Hunting e telemetria

A investigação deve começar por eventos de e-mail e navegação que indiquem recebimento de mensagens com tema jurídico, domínios aparentando pertencer ao Judiciário ucraniano e links para download em serviço de compartilhamento. Como o contexto não fornece domínio específico, hash ou nome de arquivo, a caça deve priorizar padrões de comportamento: acesso a PixelDrain próximo ao recebimento de e-mail direcionado, download de arquivos compactados, extrações sucessivas e execução de binário com dupla extensão a partir de diretórios de usuário, área de downloads ou pastas temporárias.

No endpoint, a telemetria mais importante é a transição entre arquivo compactado, processo de extração e instalação MSI. Deve-se correlacionar criação de arquivos ZIP, RAR e 7-Zip com processo filho executável que carrega ícone ou nome de PDF, seguido por instalação ou presença de componentes do RMS. Também é útil procurar conexões de saída e processos persistentes ligados a software de acesso remoto que não esteja inventariado, especialmente quando surgem em máquinas de usuários com funções jurídicas ou financeiras. O objetivo do hunting não é provar exfiltração sem evidência, mas identificar instalação não autorizada, acesso remoto potencial e janela de exposição.

  • Recebimento de e-mail direcionado com tema jurídico e link externo para arquivo hospedado em serviço de compartilhamento.
  • Download e extração encadeada de ZIP, RAR e 7-Zip protegido por senha em uma mesma sessão de usuário.
  • Execução de arquivo com padrão visual de PDF e extensão real executável, especialmente *.pdf.exe.
  • Eventos de instalação MSI seguidos pela presença de Remote Manipulator System em endpoint não autorizado.
  • Conexões de saída, serviços, tarefas ou processos persistentes associados a ferramenta de administração remota fora do inventário aprovado.
Mitigação

A resposta deve priorizar contenção de endpoints com instalação suspeita de RMS, preservação de artefatos e revisão da linha do tempo entre e-mail, download, extração e execução. Em paralelo, a organização deve validar se a ferramenta de acesso remoto existe no inventário aprovado; quando não houver justificativa operacional, a instalação deve ser removida, credenciais do usuário afetado devem ser revisadas e sessões autenticadas abertas durante a janela de exposição devem ser avaliadas. Como o alvo tinha função sensível em compras e política institucional, a revisão deve incluir documentos acessados, caixas de correio, autenticações recentes e possíveis alterações em regras de e-mail, sem presumir vazamento quando a telemetria não demonstrar esse evento.

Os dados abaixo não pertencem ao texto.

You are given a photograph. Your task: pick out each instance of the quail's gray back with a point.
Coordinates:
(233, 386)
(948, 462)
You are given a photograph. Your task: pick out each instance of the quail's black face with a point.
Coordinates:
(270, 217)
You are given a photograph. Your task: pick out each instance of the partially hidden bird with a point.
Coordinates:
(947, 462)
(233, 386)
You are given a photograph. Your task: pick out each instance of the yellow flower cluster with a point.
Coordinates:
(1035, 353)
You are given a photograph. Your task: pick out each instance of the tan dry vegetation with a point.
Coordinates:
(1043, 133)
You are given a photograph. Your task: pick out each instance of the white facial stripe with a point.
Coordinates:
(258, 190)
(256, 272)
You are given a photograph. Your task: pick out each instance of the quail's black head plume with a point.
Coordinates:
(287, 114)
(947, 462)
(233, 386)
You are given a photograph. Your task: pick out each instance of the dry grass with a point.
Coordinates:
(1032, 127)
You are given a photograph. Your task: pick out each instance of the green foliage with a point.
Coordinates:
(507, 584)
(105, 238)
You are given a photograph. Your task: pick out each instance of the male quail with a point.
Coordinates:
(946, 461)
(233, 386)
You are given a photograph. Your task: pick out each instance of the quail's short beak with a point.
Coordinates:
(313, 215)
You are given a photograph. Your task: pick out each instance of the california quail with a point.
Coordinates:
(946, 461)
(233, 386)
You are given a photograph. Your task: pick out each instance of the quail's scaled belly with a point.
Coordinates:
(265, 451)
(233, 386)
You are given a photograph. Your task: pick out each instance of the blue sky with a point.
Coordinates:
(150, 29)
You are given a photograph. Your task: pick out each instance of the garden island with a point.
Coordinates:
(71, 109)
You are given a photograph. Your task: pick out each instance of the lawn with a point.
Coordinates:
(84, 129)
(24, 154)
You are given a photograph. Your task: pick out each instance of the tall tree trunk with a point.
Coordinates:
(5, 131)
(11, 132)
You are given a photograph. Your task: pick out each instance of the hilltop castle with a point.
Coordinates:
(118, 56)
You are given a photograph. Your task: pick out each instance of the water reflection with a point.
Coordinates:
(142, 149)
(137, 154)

Na prevenção, o controle mais efetivo combina filtragem de e-mail, inspeção de links, bloqueio de execução por reputação e política de allowlist para ferramentas de acesso remoto. Arquivos com dupla extensão devem gerar alerta de alta prioridade, principalmente quando originados de downloads externos e acompanhados de compactação em camadas. Serviços de compartilhamento não essenciais podem ser bloqueados ou colocados atrás de isolamento de navegador e análise de conteúdo. Para equipes de segurança em organizações com relação com Ucrânia, reconstrução, desenvolvimento regional ou financiamento, a campanha também justifica reforço de simulações defensivas e playbooks de triagem para mensagens jurídicas inesperadas.

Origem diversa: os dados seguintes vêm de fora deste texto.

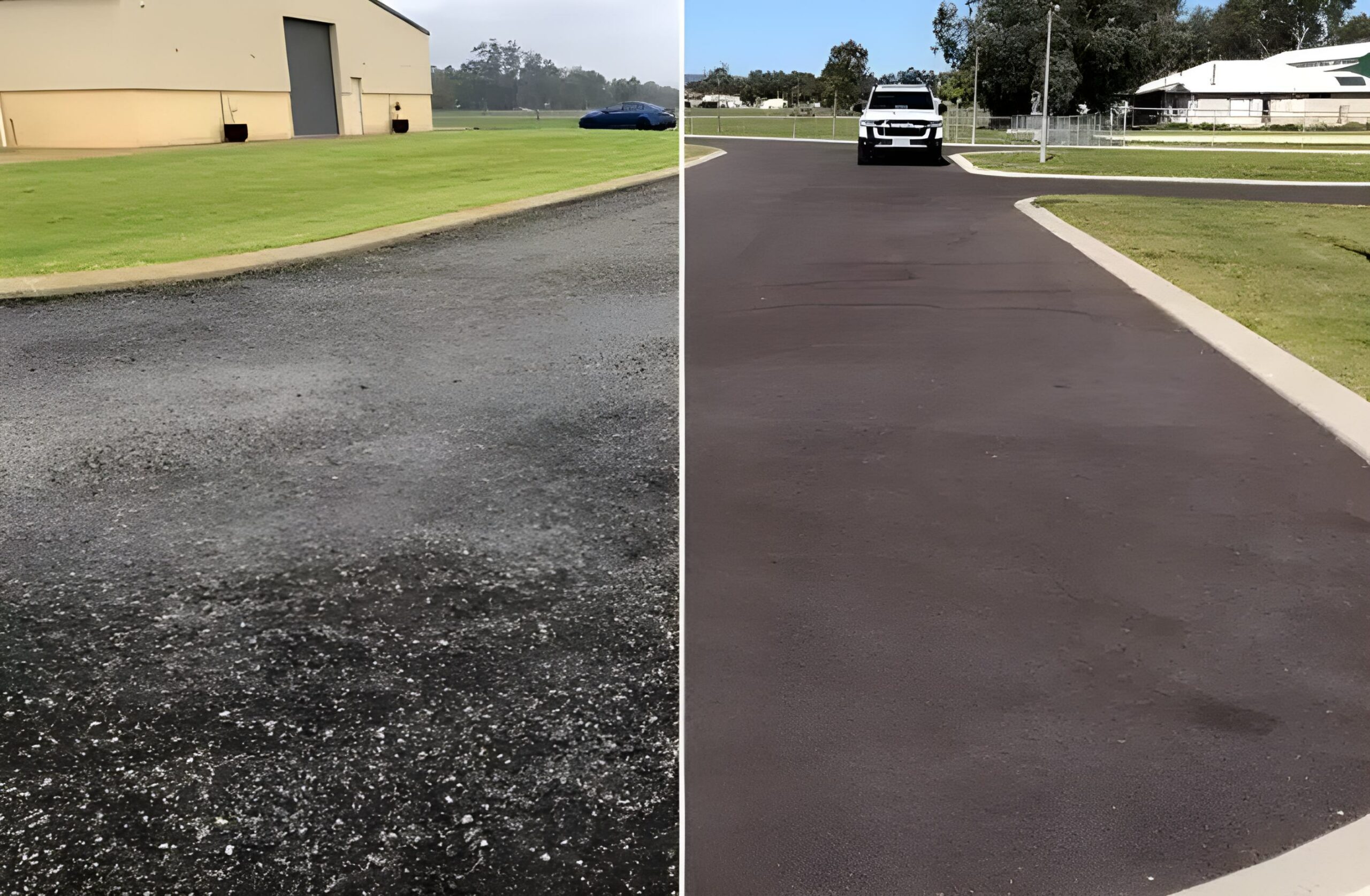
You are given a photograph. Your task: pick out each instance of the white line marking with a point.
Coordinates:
(709, 158)
(970, 166)
(1340, 410)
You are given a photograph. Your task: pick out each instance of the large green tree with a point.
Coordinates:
(503, 77)
(1100, 48)
(847, 77)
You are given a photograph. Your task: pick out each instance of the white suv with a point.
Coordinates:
(901, 117)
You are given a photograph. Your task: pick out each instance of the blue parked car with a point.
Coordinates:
(630, 116)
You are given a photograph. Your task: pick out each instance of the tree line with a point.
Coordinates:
(1102, 51)
(505, 77)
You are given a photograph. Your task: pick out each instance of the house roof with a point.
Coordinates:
(400, 16)
(1268, 76)
(1322, 54)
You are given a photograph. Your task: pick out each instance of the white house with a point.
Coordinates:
(1322, 87)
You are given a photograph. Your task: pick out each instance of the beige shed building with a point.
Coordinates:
(157, 73)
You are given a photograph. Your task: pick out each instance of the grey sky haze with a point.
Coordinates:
(620, 39)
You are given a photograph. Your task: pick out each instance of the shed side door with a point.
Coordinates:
(309, 52)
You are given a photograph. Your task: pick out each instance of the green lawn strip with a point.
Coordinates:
(506, 121)
(1298, 274)
(202, 202)
(1262, 166)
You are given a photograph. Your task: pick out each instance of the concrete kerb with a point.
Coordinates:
(970, 166)
(1332, 865)
(76, 282)
(1340, 410)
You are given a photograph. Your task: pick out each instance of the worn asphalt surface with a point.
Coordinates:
(998, 581)
(351, 579)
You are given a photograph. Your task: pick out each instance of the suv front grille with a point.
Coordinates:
(891, 129)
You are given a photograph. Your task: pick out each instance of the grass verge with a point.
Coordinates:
(506, 121)
(1261, 166)
(202, 202)
(1293, 273)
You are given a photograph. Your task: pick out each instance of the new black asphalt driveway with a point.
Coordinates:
(998, 581)
(355, 579)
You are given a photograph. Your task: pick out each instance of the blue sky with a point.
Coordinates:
(798, 33)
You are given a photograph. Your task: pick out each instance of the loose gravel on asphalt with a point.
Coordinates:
(350, 579)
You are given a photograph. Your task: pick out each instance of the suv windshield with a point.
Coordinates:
(902, 99)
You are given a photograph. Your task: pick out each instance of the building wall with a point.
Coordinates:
(113, 73)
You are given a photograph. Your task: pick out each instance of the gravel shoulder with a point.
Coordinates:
(358, 577)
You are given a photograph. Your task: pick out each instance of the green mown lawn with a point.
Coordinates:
(1264, 166)
(506, 121)
(201, 202)
(1298, 274)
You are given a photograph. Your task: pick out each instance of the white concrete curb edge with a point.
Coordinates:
(1340, 410)
(1334, 865)
(968, 165)
(709, 158)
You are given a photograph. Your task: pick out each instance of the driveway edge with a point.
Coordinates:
(77, 282)
(1340, 410)
(970, 166)
(1334, 865)
(709, 158)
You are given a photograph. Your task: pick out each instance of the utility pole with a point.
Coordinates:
(1046, 88)
(975, 89)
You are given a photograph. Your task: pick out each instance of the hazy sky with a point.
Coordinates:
(796, 35)
(620, 39)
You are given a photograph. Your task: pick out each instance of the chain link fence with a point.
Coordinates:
(1122, 126)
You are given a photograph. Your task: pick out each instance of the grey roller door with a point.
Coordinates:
(309, 52)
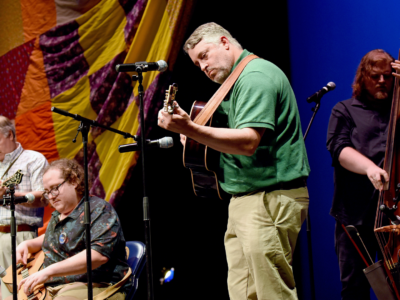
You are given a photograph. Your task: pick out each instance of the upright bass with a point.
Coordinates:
(388, 236)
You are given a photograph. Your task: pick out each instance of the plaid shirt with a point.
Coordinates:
(32, 164)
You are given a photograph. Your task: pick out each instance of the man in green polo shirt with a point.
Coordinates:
(263, 164)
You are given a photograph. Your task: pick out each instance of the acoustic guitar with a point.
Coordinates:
(201, 160)
(203, 163)
(35, 263)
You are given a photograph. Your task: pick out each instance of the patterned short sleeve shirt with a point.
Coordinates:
(32, 164)
(66, 238)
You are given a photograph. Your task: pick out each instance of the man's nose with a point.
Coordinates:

  • Isolar endpoints com instalação não autorizada de RMS e preservar eventos de processo, arquivo, rede e instalação MSI.
  • Bloquear ou submeter a análise reforçada downloads de arquivos compactados vindos de serviços de compartilhamento quando associados a e-mails externos sensíveis.
  • Criar detecção para dupla extensão em executáveis, especialmente arquivos que aparentam ser PDF em pastas de usuário.
  • Aplicar allowlist ou controle explícito para ferramentas de administração remota, incluindo RMS e softwares equivalentes.
  • Revisar acessos, sessões e documentos manipulados por usuários jurídicos, financeiros e de procurement durante a janela de possível comprometimento.